# Transmission Flush



## scoobydoo55 (May 21, 2006)

i own a 2001 Nissan Altima GXE, i bought it around may 05
i have serviced it regularly (plugs, filters,etc.) . i also had to replace the radiator so therefore all the transmission fluid came out (i think) . The car isn't giving me transmission problems but do u think i should have the filter changed and the transmission flushed just for the sake of it. i know u guys are real smart so thanx in advance


----------



## Darktide (Jul 29, 2004)

1) The Tranny Filter is not a servicable part

2) Just drain the fluid out the large plug in the tranny pan. The normal recommended process would be to drain it once. Refill, around 500 or a few weeks later drain it again and that gets most of the fluid taken care of. Just don't be a fool like myself and take the pan off.

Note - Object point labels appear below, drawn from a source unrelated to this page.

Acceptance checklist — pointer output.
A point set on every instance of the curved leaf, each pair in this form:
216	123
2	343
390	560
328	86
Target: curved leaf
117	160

as for being worried about possible problems.... I wouldn't worry. And if you had the radiator replaced by a reputable garage they may have already replaced the fluid for you... but I don't think a flush is necessary unless you think something got in.

Darktide


----------



## scoobydoo55 (May 21, 2006)

i replaced the radiator myself but i remember having to put a few quarts of tranny fluid in because a lot had drained out of the trans cooler line
are u saying that the tranny filter cannot be replaced


----------



## Darktide (Jul 29, 2004)

I'm saying that it doesn't need to be. It is not a filter per se. It is a metal screen. You can buy it and replace it (though its not easy). But you don't have to. Just replacing the fluid will do the trick. As long as you don't think anything got in there (coolant would be a good one) you should be just fine. I wouldn't worry about it. But if you will worry anyway (like I would) just swap fluids like I described (drain once, refill, repeat in a few weeks or 1k miles). And you should be good to go. I chose not to read the forums before I attempted this and I ended up not being able to change the filter and I stripped a bolt thread out while putting the pan back on. All I ended up being able to do was change the gasket that didn't need to be changed and the fluid which did. So thats my 2 cents worth. If you have any more questions I'd be happy to help.

Darktide


----------



## scoobydoo55 (May 21, 2006)

thanks a lot , thats what i will do just swap fluid.


----------